Unifying health checks in services

Microservices became very trendy. Nowadays every company says it is using them. They can scale your organization, make your life better and solve world hunger. No matter if it is true or not, and if the services are micro or not, usually no one talks about how to know if they are healthy or not. Both Kubernetes and Mesos/Marathon provide health and/or readiness checks to know if a task is doing ok and ready to serve traffic. Google introduced some time ago their healthz endpoints. We took it as inspiration and built our own standard way to provide a unified health view for our services. We built hlthrr package. And then use the standardized endpoints as the usual Marahon health checks.

The idea behind hlthrr is two fold:

  • Each service is responsible to inform if it is healthy (and useful). And that does not mean that the process is up and running only, but also that all the dependencies (other services, DBs, etc.) are accessible and the service can do what it is supposed to.
  • To make engineers lives easier. The response from hlthrr endpoints are in json format and easy readable. The endpoints are always the same, so it is easy to manually check. And not only that, in case of failure, our alerts get the body of the hlthrr response and includes it on the message. That way when on call, you get in Slack also the reason of the failure. It gives the person a fast first context to evaluate the severity of the alert.

hlthrr has provides two endpoints (that you can attach either to your current server, or create a new one on a different port so you can easily hide it from the outside). The first one is /health/up which responds with OK to a GET or HEAD as long as the process is running. The second one is health/status. The response of a GET depends on the status of the registered checks. If all OK then it will be a 200 OK, and if there is an error it will respond with a 503 Service Unavailable. An example of the output of a check could be:

[
    {
        "Name": "Mongo",
        "Status": "OK",
        "StatusTime": "2019-07-19T09:27:56.452575294Z"
    },
    {
        "Name": "kafkaProducer",
        "Status": "OK",
        "StatusTime": "2019-07-19T09:27:56.441667598Z"
    },
    {
        "Name": "redis",
        "Status": "OK",
        "StatusTime": "2019-07-19T09:27:56.441085098Z"
    }
]

And in Slack we get alerts like this (errors are always first so they don’t get truncated):

Example of an alert in Slack

Registering a service to be checked with hlthrr is as simple as passing a function with the signature:

func() error

And registering it and starting the server:

hr := hlthrr.NewRegistry()
healthChecker := hlthrr.NewMonitor(ctx, hr, hlthrr.Config{Path: "/health/"}, log.New("@", "health"))
hr.Register(
    hlthrr.Endpoint{
        Name:    "kafkaConsumer",
        Tags:    []string{hlthrr.TagInternal, hlthrr.TagRequired},
        Checker: c.Status,
    })

go func() {
    hr.Start()
    err = http.ListenAndServe(":"+strconv.Itoa(getHealthPort()), healthChecker.GetHTTPHandler())
    if err != nil {
        panic("init-health-interface err : " + err.Error() + " port : " + strconv.Itoa(healthPort))
    }
}()

The package will take care of executing the function at the needed intervals, and keeping the result in memory. Making the request to the end points very fast and virtually free. Our first approach to the problem was the opposite way. Each time and endpoint was hit, it was when the registered health checks were executed. It was simple to implement but soon we discovered many problems:

  • Denial of Service. You could take down a dependency due to many health checks being done.
  • Timeouts. If a dependency was timing out for some reason, the health check was also very slow (it had to wait until the timeout was reached to respond).
  • Complexity. If you wanted to cache some of the results, each health check had to implement its own “caching” mechanism.
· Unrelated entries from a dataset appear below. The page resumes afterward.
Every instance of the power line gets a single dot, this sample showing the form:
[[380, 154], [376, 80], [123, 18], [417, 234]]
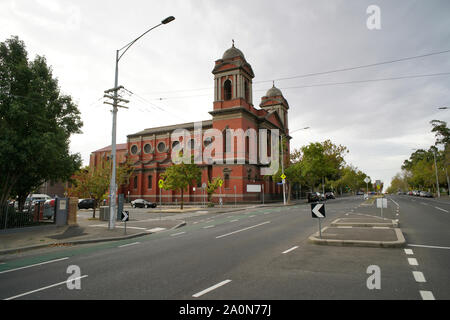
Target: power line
[[332, 84], [357, 67], [322, 72]]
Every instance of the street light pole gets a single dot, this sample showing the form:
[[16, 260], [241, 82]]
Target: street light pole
[[437, 180], [113, 187]]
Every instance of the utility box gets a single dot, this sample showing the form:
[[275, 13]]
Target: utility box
[[61, 211], [104, 213], [72, 214]]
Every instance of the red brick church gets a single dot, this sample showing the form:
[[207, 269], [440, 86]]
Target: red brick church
[[233, 109]]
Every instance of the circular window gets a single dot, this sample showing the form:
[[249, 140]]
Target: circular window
[[207, 141], [175, 143], [148, 148], [161, 147]]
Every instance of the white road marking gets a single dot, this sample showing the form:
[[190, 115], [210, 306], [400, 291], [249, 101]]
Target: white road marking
[[418, 276], [427, 295], [228, 234], [44, 288], [156, 229], [34, 265], [128, 244], [395, 203], [199, 294], [413, 261], [431, 247], [291, 249]]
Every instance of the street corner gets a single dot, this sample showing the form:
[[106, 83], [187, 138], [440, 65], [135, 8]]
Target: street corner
[[381, 237]]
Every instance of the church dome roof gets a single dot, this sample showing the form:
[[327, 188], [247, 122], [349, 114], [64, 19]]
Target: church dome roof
[[232, 53], [273, 92]]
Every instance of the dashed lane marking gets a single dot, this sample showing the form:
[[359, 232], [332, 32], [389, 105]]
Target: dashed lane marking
[[199, 294], [427, 295], [129, 244], [34, 265], [413, 261], [441, 209], [290, 250], [418, 276], [47, 287]]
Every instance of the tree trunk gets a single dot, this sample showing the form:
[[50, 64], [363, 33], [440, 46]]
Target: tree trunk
[[182, 198]]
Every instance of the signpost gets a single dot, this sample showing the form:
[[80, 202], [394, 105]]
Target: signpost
[[204, 193], [125, 217], [283, 177], [220, 199], [160, 185], [318, 212], [382, 203]]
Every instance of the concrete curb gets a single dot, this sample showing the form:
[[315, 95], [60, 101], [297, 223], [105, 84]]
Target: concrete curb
[[86, 241], [391, 223], [399, 243]]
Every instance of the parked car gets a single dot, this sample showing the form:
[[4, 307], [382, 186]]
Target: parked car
[[86, 204], [141, 203], [329, 195], [313, 196]]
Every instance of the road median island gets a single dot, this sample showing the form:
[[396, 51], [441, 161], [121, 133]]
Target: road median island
[[360, 237]]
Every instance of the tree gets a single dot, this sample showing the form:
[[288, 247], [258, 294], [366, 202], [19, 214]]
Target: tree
[[93, 182], [180, 176], [36, 122]]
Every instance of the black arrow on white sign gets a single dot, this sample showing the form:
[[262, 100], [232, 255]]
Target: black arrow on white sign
[[125, 216], [318, 210]]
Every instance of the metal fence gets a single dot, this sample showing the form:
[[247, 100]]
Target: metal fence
[[32, 215]]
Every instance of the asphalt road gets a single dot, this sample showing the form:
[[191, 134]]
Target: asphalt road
[[259, 253]]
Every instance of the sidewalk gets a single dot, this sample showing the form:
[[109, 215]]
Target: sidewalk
[[88, 230]]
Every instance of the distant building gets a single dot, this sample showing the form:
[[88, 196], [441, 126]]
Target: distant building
[[150, 149]]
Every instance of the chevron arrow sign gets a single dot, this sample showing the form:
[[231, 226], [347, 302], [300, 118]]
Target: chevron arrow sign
[[318, 210]]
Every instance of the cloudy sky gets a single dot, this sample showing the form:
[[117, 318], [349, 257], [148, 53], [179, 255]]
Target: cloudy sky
[[169, 70]]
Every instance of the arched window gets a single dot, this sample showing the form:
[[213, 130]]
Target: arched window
[[227, 180], [227, 90], [246, 91], [149, 182]]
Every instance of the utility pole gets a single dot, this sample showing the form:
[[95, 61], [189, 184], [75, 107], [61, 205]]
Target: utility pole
[[282, 170], [437, 180]]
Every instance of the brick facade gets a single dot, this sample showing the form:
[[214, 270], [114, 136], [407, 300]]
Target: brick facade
[[150, 150]]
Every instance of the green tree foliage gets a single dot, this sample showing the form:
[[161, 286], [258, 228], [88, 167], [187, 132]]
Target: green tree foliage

Hence we rewrote it and turned the responsibilities around.

One final thing that was very important for us was to add tags or filters to the checks. In our case we had to depend on some external services that sometimes were very unreliable. We could not change them, and we wanted to be informed of the problems but lowering the thresholds to reduce the noise to the people on call.

That’s why we came up with the tags. Tags are arbitrary strings that you can pass when registering the checks. And those can be queried using the /health/status path. If you hit /health/status/tag it will respond only with the status of the checks that have that tag if any.

That way we could separate internal and external systems, the required ones and the nice to have, etc. And for each of those groups, we could have different monitors with different thresholds.

If you hit the path /health/status then it responds with all the registered checks, no matter the tags.

All our Go projects always had hlthrr exposing those checks. It gives the people developing the service that autonomy and responsibility to implement the checks that they consider important for their service.